Un tizio stamattina mi domanda come faccio a decidere chi seguire e chi no, e come faccio a sapere se quella/o che decido di non follouare non è magari una persona magnifica. Vado sui profili, sui blog, scorro TL, leggo, evito di farmi i cazzi miei.
Non si può seguire chiunque, è l’esperienza degli altri a dirlo. Ma anche la propria, perché dietro un’apparente intelligenza si può nascondere il grande fesso. Ho sprecato tuit con persone che poi, una volta che la loro tuitstar mi ha defollouta -perché ha il ciclo oppure ho troppi rituit- mi hanno defollouato pure loro. Ma sono “pericoli” che poi si evitano, soprattutto quando s’impara a misurare la personalità di ognuno dalla lunghezza della lingua.

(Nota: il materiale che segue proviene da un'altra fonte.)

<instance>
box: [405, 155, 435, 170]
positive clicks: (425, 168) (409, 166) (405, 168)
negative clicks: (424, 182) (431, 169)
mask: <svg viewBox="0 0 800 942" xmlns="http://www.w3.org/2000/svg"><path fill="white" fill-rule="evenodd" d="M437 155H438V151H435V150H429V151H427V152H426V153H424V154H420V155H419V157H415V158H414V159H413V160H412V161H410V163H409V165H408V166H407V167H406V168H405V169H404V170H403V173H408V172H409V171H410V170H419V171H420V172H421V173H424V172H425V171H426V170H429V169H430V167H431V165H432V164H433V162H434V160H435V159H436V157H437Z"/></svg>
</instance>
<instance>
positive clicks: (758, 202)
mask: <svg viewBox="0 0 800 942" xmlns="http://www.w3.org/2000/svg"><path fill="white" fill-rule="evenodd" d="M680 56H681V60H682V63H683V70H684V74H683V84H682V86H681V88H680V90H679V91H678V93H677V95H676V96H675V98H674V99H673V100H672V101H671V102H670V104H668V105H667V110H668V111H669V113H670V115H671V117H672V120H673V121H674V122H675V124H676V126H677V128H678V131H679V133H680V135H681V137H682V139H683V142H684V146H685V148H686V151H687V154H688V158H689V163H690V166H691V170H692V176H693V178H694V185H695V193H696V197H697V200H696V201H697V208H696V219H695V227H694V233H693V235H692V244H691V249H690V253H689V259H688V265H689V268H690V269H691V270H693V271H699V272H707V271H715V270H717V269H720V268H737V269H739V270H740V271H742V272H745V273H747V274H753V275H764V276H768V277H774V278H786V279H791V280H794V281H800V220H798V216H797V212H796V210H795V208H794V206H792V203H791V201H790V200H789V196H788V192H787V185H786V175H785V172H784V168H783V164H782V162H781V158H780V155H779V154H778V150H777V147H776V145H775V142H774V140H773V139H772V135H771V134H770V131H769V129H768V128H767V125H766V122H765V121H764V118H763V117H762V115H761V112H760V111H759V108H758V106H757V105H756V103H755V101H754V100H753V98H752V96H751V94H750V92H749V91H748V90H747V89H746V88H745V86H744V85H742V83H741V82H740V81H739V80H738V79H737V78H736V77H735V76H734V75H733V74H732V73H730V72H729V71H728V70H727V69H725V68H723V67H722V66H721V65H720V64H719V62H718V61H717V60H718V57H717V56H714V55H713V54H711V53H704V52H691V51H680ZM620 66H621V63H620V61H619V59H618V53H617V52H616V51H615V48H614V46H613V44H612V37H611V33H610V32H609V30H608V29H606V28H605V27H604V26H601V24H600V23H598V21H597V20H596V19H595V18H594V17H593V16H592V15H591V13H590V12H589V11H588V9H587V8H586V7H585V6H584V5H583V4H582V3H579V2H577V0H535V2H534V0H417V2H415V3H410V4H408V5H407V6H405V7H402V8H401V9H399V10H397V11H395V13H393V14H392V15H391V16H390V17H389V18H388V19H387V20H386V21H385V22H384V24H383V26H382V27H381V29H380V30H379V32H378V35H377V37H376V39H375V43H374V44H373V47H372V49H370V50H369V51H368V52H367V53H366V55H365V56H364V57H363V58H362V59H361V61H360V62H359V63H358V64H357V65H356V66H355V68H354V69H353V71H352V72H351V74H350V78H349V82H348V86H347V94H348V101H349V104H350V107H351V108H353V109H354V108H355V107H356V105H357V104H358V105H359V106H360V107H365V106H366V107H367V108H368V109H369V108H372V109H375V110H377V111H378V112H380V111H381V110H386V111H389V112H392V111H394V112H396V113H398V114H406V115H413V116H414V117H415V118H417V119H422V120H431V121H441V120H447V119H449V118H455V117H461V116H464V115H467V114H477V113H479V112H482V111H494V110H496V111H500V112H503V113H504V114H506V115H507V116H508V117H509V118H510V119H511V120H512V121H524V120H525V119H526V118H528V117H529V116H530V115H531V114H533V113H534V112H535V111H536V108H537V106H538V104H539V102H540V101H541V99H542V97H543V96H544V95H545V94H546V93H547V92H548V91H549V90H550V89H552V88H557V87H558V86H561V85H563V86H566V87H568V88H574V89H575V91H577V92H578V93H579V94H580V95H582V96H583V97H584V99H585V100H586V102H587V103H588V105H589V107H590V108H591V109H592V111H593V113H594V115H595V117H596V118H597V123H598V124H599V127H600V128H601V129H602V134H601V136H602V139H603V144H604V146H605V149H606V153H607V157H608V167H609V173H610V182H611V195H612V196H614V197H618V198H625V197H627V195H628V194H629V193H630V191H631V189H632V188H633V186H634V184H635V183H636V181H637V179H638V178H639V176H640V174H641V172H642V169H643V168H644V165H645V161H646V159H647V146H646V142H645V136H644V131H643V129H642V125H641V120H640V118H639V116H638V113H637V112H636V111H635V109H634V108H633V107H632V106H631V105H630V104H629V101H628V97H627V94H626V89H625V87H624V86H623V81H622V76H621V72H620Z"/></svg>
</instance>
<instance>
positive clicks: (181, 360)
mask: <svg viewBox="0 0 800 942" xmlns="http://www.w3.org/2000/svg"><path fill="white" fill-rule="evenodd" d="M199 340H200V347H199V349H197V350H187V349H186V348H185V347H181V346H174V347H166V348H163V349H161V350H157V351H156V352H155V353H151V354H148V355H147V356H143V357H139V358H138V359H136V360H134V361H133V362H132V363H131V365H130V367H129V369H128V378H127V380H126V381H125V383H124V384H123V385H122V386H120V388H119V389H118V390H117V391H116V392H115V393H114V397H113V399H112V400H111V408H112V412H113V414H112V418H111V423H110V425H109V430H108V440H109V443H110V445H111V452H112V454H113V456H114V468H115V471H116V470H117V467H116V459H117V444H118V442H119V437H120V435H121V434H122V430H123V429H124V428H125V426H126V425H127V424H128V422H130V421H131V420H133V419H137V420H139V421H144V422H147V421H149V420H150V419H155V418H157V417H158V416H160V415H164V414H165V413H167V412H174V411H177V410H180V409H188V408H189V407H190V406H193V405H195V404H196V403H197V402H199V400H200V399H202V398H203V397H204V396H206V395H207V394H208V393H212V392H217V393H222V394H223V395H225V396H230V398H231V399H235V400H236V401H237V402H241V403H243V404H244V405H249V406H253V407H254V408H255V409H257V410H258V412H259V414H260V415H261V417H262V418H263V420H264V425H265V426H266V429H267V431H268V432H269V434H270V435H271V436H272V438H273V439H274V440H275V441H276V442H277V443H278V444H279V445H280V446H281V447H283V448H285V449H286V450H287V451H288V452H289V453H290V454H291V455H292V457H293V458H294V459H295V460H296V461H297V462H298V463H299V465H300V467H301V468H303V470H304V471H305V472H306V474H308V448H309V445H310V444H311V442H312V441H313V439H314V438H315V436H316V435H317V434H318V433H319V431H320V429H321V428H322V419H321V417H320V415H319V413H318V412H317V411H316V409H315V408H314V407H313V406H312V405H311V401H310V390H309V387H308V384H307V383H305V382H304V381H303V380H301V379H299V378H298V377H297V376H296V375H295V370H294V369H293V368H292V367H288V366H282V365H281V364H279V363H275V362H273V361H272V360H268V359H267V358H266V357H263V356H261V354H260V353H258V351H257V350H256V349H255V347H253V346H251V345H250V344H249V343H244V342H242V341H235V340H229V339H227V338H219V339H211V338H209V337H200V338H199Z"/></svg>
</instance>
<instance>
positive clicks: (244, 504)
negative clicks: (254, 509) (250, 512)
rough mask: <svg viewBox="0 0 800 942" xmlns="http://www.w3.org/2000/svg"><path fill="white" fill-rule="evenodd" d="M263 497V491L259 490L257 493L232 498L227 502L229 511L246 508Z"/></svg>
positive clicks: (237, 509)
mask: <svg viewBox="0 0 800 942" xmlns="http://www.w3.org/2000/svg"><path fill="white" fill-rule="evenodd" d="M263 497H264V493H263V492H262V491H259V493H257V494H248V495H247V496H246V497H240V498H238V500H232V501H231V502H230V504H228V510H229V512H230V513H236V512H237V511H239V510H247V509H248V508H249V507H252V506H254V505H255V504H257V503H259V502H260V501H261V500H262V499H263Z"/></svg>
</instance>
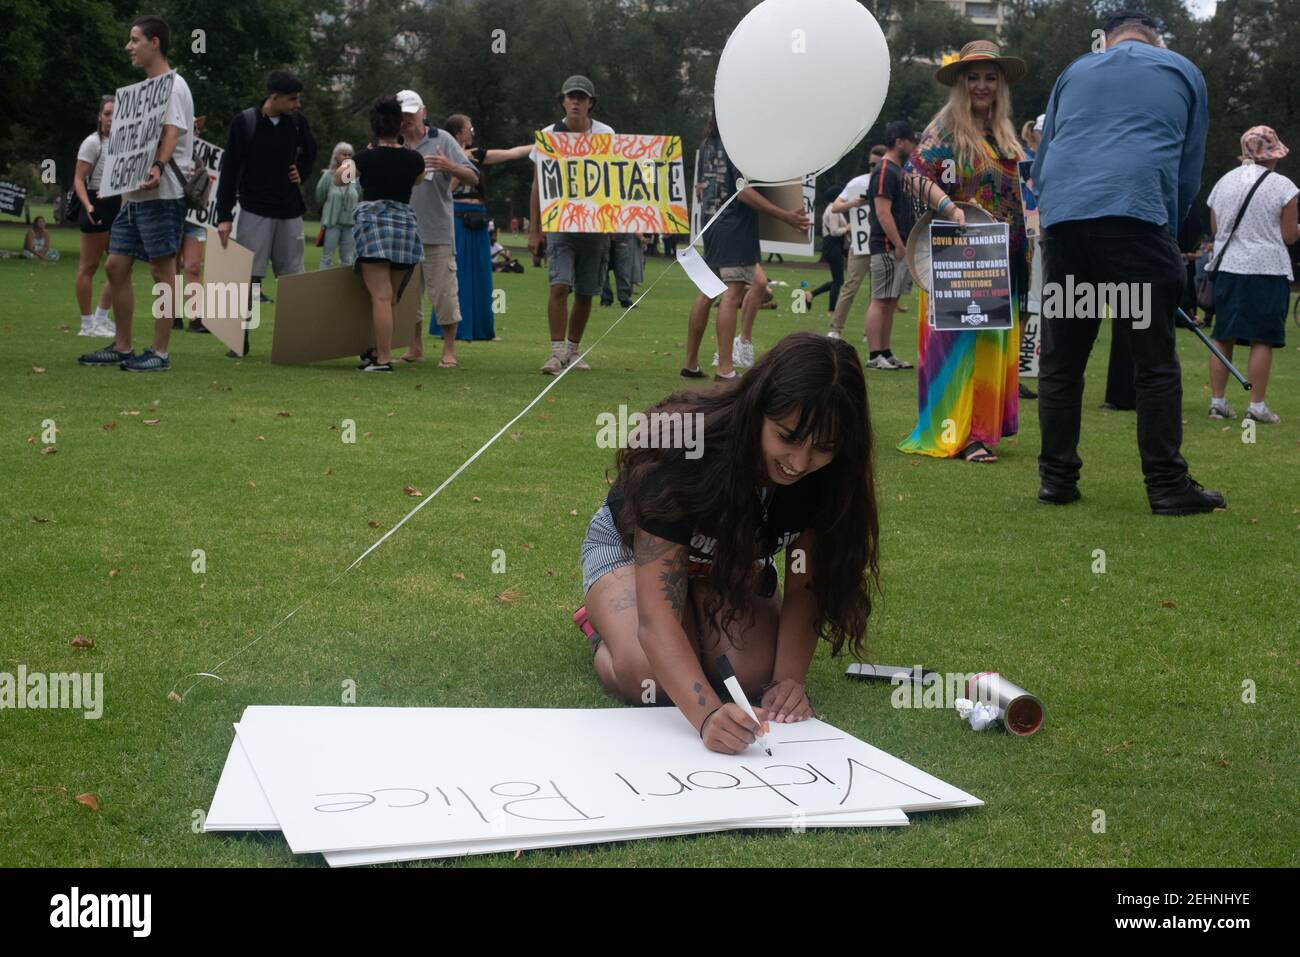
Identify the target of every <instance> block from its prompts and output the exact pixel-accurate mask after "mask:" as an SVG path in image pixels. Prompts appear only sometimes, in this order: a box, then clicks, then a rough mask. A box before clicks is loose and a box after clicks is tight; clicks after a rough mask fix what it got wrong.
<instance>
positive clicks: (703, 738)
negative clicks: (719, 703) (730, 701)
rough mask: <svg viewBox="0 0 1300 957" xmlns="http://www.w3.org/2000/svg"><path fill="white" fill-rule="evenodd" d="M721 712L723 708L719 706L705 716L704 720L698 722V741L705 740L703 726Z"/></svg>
mask: <svg viewBox="0 0 1300 957" xmlns="http://www.w3.org/2000/svg"><path fill="white" fill-rule="evenodd" d="M722 710H723V706H722V705H719V706H718V707H715V709H714V710H712V711H710V713H708V714H706V715H705V720H702V722H699V740H701V741H703V740H705V726H706V724H707V723H708V719H710V718H712V716H714V715H715V714H718V713H719V711H722Z"/></svg>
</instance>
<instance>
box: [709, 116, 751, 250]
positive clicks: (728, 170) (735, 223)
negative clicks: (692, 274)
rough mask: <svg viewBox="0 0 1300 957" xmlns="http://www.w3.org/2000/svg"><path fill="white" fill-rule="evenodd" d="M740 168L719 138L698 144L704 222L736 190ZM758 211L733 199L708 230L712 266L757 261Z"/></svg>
mask: <svg viewBox="0 0 1300 957" xmlns="http://www.w3.org/2000/svg"><path fill="white" fill-rule="evenodd" d="M738 177H740V170H738V169H736V164H733V163H732V161H731V157H729V156H727V151H725V150H724V148H723V142H722V139H719V138H716V137H715V138H710V139H706V140H705V142H703V143H701V144H699V182H701V183H703V187H705V191H703V196H702V198H701V200H699V212H701V218H702V222H701V225H703V224H706V222H708V220H710V218H711V217H712V216H714V213H716V212H718V211H719V209H722V207H723V203H725V202H727V200H728V199H729V198H731V195H732V194H733V192H736V179H737V178H738ZM758 255H759V254H758V212H757V211H755V209H754V208H753V207H748V205H745V204H744V203H741V202H740V199H737V200H735V202H733V203H732V204H731V205H729V207H727V211H725V212H724V213H723V215H722V216H720V217H719V218H718V222H715V224H714V225H711V226H708V231H707V233H705V261H706V263H707V264H708V267H710V268H711V269H722V268H723V267H729V265H754V264H755V263H758Z"/></svg>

Non è così giusto follouare chiunque. Perché comunque una battuta infelice rimane, così come il giudizio affrettato. Perché quando ti accorgi che il tizio/a in questione è imbecille patentato dispiace, soprattutto quando ti viene a domandare il perché del defollow, e allora 140 caratteri non bastano mai. Le/gli dici che l’hai fatto perché non ti stellina né ti rituitta anche se lo fanno in tanti? Oppure perché dalle 18.00 alle 18.30 spara un imbarazzante numero di luoghi comuni che non se ne può più perché basta la televisione?
Un follouing sbagliato può creare una serie di “qui pro quo” che nemmeno s’immaginano. E liti, liti domenicali che non so perché esplodono sempre dopo pranzo, quando i cannelloni al sugo di carne della cognata si sono ben accomodati sul mio stomaco da vegetariana.
E poi ci sono quelli che si svegliano intellettuali. Che scrivono DM a raffica dove raccontano il proprio punto di vista sull’amore, come se io, che non sono nessuno agli occhi di un mondo che vive esclusivamente di talk show televisivi, fossi in credito di storie, come se le mie, non mi bastassero.
Ci sono quelli che m’insultano dopo che li ho defollouati. Maschi, soprattutto, umiliati dai miei personaggi che sadicamente lascio andar su e giù di mano in camere d’albergo, ignorati dalle mie super donne afflitte dalla debolezza dell’interlocutore, quasi sempre ubriacone e impotente, pieno di nevrosi.
Ci sono quelli che correggono il refuso piccolo piccolo e in pubblico. Loro, che in sovrappeso di frustrazione mi guardano da una foto ritoccata e sputano sentenze da dietro un nickname. Ma fatti vedere, imbecille, mettici la faccia dietro il giudizio. Se dai dell’arrogante a me che scrivo quasi sempre in prima persona plurale, almeno mostrami cosa hai fatto tu. Ma forse siamo in un mondo dove l’essere vale sempre meno rispetto all’apparire.
E poi ci sono i detestabili ottimisti. Quelli che non fanno che scrivere che la vita è bella, che il cielo è sempre più blu e che basta un poco di zucchero e la pillola va giù. Ecco, li chiamerei gli imbonitori di felicità, spacciatori di luoghi comuni e drogati di frasi fatte.
E gli opportunisti. Come lo studente che fa avance solo perché ha bisogno di un appoggio a Roma e di una scopata con una tizia esperta: bravo, complimenti, nella vita diventerai sicuramente qualcuno ma prima domandami se sono sposata, se sono libera e se ne ho voglia.
E i pettegoli. Quelli che vogliono sapere chi è com’è quella tuitstar che conosco. E mi viene da ridere perché per me le tuitstar non esistono.
Non dovete offendervi voi neofiti di TWITTER se non vi follouo, dovete pensare a chi volete seguire, e basta. Il follow arriverà se sarete voi stessi, se non vi metterete troppo d’impegno a cercare frasi a effetto. Perché twitter è anche una grossa perdita di tempo. E di gente che pretende di avere l’ultima parola anche quando ha torto, ce n’è fin troppa, come chi sostiene che il Cinema non è una forma d’arte, buttando così al cesso intellettuali, attori, registi e sceneggiatori che hanno fatto la nostra storia e che raccontano il mondo.